Впрочем, как мы видели, наша нервная система еще отнюдь не сформирована до конца, когда нас вытягивают из материнского чрева; основа нашей личности закладывается на ранних этапах жизни, пока мы, в сущности, беспомощны. Мы есть смесь природы и воспитания, ведь на нас влияют и биология, и культура, и опыт. Эта небиологическая составляющая может заставить вас думать, будто бы мы все-таки свободны. Но даже если оставить в стороне биологию, тип нашей личности определяется, главным образом, переживаниями детского возраста, которые нам неподконтрольны и почти необратимы. К тому времени, когда мы становимся достаточно взрослыми, чтобы осознать свойства своей личности и задаться вопросом о том, можно ли ее как-то изменить, основная часть этих процессов уже завершена.
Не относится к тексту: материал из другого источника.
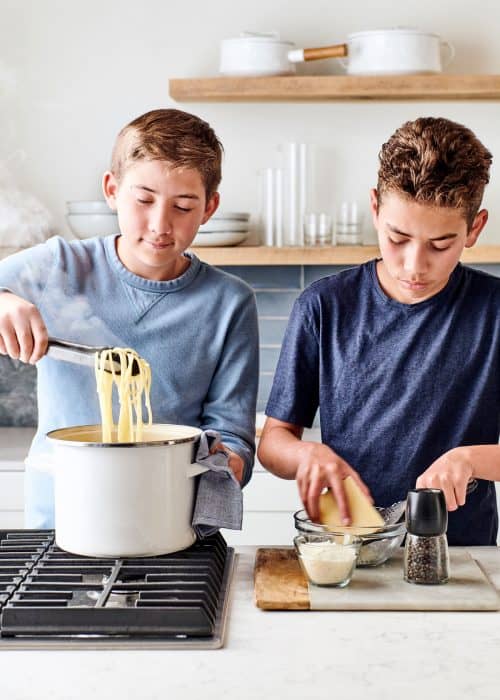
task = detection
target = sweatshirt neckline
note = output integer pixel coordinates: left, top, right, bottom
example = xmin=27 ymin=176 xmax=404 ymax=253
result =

Все это не добавляет оптимизма в плане наших возможностей повлиять на то, кем мы хотим стать. Я подумал о Джоне Придморе, который, даже находясь в самом апогее своего католицизма, был вполне узнаваемым Джоном Придмором, когда лупил человека, плюнувшего на его машину. Я подумал о Васконселлосе и его постоянной борьбе с гневом и депрессией, не отступавшими, несмотря на его заявления, что он якобы выпил волшебное зелье самоуверенности. Подумал я и о своем визите в Эсален. То, что я был столь тепло и охотно принят группой, временами, казалось, трансформировало меня, но правда вырвалась из моих уст, когда я машинально сердито огрызнулся на хиппи, назвав их «чертовыми идиотами». А затем последовала обескураживающая речь на конференции о «Духовной тирании»: «Даже у лучшего психолога глиняное сердце. Фриц был грязным старикашкой. Фрейд не мог бросить курить сигары. А Уилл Шутц не прыгает от радости». И разве можно забыть слова бывшей любовницы Майкла Мерфи, сооснователя института Эсален: «Он получил консультаций на миллион долларов от лучших психологов страны. И ни одна из них не помогла». Это похоже на константу или на архетип: гуру, утверждающий, будто он нашел самый главный ответ, но очевидно неспособный сам стать другим человеком.
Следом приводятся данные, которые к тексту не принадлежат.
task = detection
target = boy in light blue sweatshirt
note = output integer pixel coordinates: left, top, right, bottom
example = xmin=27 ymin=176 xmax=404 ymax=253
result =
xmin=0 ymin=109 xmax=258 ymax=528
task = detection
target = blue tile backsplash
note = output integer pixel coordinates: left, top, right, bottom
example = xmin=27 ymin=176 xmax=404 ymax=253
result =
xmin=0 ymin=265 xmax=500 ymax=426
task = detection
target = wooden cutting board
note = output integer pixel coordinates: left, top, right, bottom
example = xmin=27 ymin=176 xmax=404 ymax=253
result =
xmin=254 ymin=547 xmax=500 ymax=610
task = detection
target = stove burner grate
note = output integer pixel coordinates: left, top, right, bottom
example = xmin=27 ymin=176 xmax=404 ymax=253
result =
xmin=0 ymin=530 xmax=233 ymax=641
Это, конечно, не означает, что мы совсем не меняемся или не можем измениться. Люди растут и взрослеют, учатся разным вещам, становятся более мудрыми и осведомленными о том или ином; травматические события могут причинить им вред, а их показатели невротизма снижаются, когда они преодолевают кризисную ситуацию. Считается, что психотерапевтическое вмешательство способно повлиять на черты личности (но не трансформировать их) [110]. Случаются также разнообразные предсказуемые сдвиги, когда мы стареем; например, вместе с завершением периода среднего возраста часто снижается открытость опыту. Перемены могут наступать и вследствие давления среды: культурные изменения иногда провоцируют у некоторых людей всплеск нарциссизма, а война вызывает рост тревожности. «Не следует понимать идею о стабильности личности так, будто мы ничего не способны изменить при среднем уровне, – уточняет Дэниел. – Люди в секторе Газа сверхтревожны. Но даже там одни люди тревожнее других». Однако верно то, что индивидуум не может одной лишь силой воли трансформировать свою фундаментальную природу. Хотя гены – не судьба или рок, они все же накладывают известные ограничения. Я поделился с Дэниелом своим соображением о том, что, прочитав его книгу, я начал представлять себе личность взрослого человека иначе: не как смирительную рубашку, а как тюремную камеру, в которой ты можешь, например, подойти к окну. «Возможно, ваша метафора не вполне удачна, – ответил он. – Вы можете очень постараться и, скажем, развить свои навыки социального взаимодействия или перестать быть трудоголиком, по крайней мере на время. Но привычки все равно возьмут верх. Вас будет как будто сносить течением».
«То есть тюремная камера с наклонным полом?»
Он пожал плечами, вроде бы соглашаясь.